Attackers with physical access to a system and the ability to reboot the computer can use CDs or USB drives to boot the machine straight into a stand-alone operating system like Linux that has the ability to add, delete or modify files on the underlying (Windows) hard drive. While some computers may have low-level “BIOS” settings that allow administrators to prevent users from booting another operating system from a USB drive or CD, not all computer support this option.
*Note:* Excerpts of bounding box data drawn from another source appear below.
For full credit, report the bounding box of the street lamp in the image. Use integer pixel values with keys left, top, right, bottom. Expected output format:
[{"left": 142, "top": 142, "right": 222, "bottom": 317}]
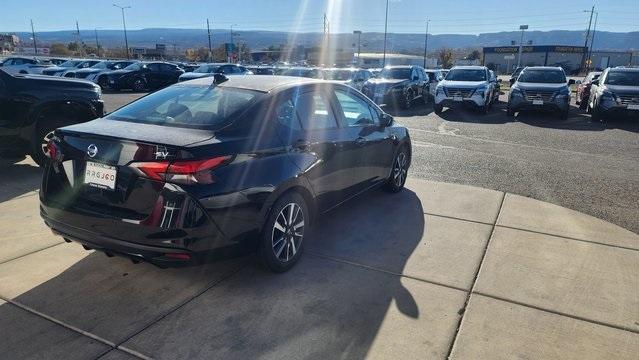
[
  {"left": 353, "top": 30, "right": 362, "bottom": 66},
  {"left": 382, "top": 0, "right": 388, "bottom": 67},
  {"left": 517, "top": 25, "right": 528, "bottom": 67},
  {"left": 113, "top": 4, "right": 131, "bottom": 60}
]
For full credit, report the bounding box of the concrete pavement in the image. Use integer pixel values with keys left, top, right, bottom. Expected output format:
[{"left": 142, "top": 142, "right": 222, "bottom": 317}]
[{"left": 0, "top": 161, "right": 639, "bottom": 359}]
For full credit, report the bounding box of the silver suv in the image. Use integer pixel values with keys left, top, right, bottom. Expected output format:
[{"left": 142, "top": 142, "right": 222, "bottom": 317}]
[
  {"left": 507, "top": 66, "right": 575, "bottom": 119},
  {"left": 434, "top": 66, "right": 501, "bottom": 114}
]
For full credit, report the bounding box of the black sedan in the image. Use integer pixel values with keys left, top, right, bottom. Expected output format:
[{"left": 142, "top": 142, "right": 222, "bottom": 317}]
[
  {"left": 40, "top": 74, "right": 411, "bottom": 272},
  {"left": 105, "top": 61, "right": 184, "bottom": 91}
]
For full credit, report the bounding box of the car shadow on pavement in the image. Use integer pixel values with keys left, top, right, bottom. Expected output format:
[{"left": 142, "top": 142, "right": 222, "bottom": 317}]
[
  {"left": 0, "top": 189, "right": 436, "bottom": 358},
  {"left": 0, "top": 158, "right": 42, "bottom": 202}
]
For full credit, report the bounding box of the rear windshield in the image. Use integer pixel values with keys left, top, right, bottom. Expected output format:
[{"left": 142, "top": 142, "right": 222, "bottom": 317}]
[
  {"left": 107, "top": 85, "right": 259, "bottom": 129},
  {"left": 517, "top": 70, "right": 566, "bottom": 84},
  {"left": 446, "top": 69, "right": 486, "bottom": 81},
  {"left": 379, "top": 68, "right": 411, "bottom": 79},
  {"left": 606, "top": 71, "right": 639, "bottom": 86}
]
The truth is, if a skilled attacker has physical access to a system, it’s more or less game over for the security of that computer. But don’t take my word for it. This maxim is among the “10 Immutable Laws of Security” as laid out by none other than Microsoft‘s own TechNet blog, which lists law #3 as: “If a bad guy has unrestricted physical access to your computer, it’s not your computer anymore.”
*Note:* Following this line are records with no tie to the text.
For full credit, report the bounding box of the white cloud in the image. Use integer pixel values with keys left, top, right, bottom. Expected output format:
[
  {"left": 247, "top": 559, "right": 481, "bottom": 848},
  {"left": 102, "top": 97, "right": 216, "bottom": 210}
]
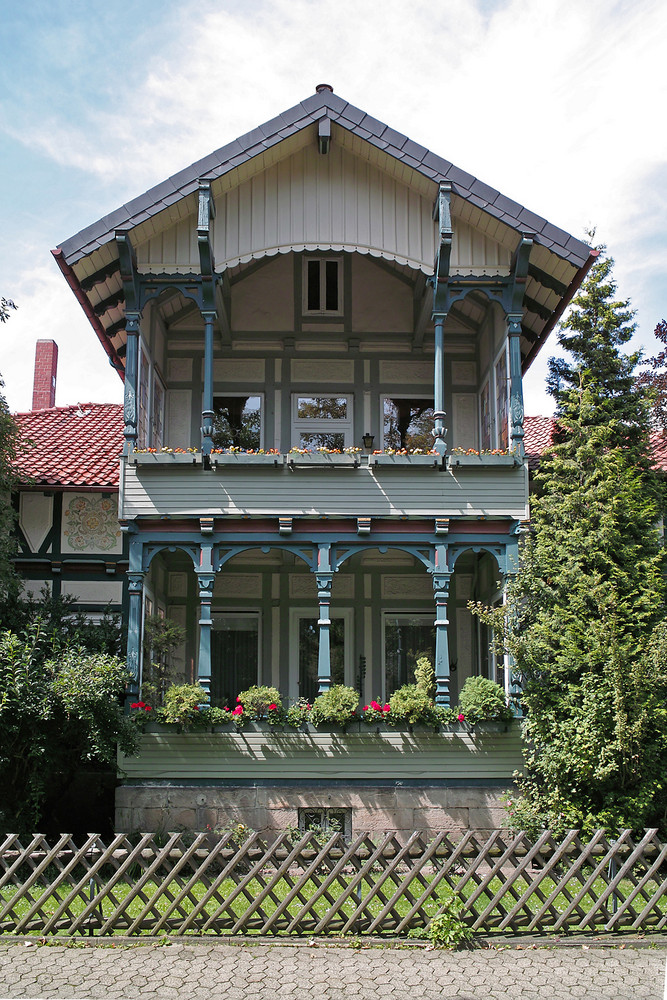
[{"left": 0, "top": 0, "right": 667, "bottom": 412}]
The next hotel business center you visit may be completely locked down and secure, or it could be wide open and totally overrun with malware. The trouble is that there is no easy way for the average guest to know for sure. That’s why I routinely advise people not to use public computers for anything more than browsing the Web. If you’re on the road and need to print something from your email account, create a free, throwaway email address at yopmail.com or 10minutemail.com and use your mobile device to forward the email or file to that throwaway address, and then access the throwaway address from the public computer.

Tags: , , , , , , , , ,

97 comments

  1. I swear I’m not a shill for WebConverger. It’s an amazing web-only Linux distro. If you need to create a kiosk PC, it’s the only way to go. Trust me, I looked around and have been using it for a year now. http://www.webconverger.com/

    • That’s all good until they put a physical key logger in the back of the machine. You are better off not using a public computer for anything other than basic web browsing. If you do have to use it to login to an account use the on screen keyboard instead of the keyboard to enter your password. Then change your password as soon as you can from a trusted computer.

  2. What about display/kbd carts in data centers?
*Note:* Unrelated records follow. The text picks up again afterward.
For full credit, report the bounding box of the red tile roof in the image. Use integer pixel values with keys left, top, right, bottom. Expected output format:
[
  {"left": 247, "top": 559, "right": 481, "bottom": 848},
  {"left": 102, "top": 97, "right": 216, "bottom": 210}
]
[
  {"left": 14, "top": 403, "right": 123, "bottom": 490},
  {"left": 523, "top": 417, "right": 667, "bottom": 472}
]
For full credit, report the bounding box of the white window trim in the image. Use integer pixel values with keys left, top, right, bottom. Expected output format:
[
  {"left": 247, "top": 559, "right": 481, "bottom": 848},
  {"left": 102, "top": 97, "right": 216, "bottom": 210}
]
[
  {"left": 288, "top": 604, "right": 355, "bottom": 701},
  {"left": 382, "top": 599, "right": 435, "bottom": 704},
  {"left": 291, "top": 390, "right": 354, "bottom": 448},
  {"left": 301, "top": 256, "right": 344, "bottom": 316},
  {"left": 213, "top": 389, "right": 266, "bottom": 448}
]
    • As long as your employees aren’t bad guys, I can’t see this being an issue, the company should be able to control physical access.
      Unless I’m not understanding what you mean …

      • Hi PJJ-

        I believe that he’s talking about access to the actual computers in these business centers. Typically they are not supervised at all, all you need is your hotel key to get on. and as he said, they get a room/key with a stolen credit card. these centers are wide-open, and very easy access. you could get in and get out in a few minutes.

    • you_are_a_dumbass

      Did you read the part about how people were actually using credit cards to buy a room at the hotel?

    • Bring your own keyboard, these keyboards could always have a key logger built into them. All depends on how secret your info is and how much you trust the system you are using.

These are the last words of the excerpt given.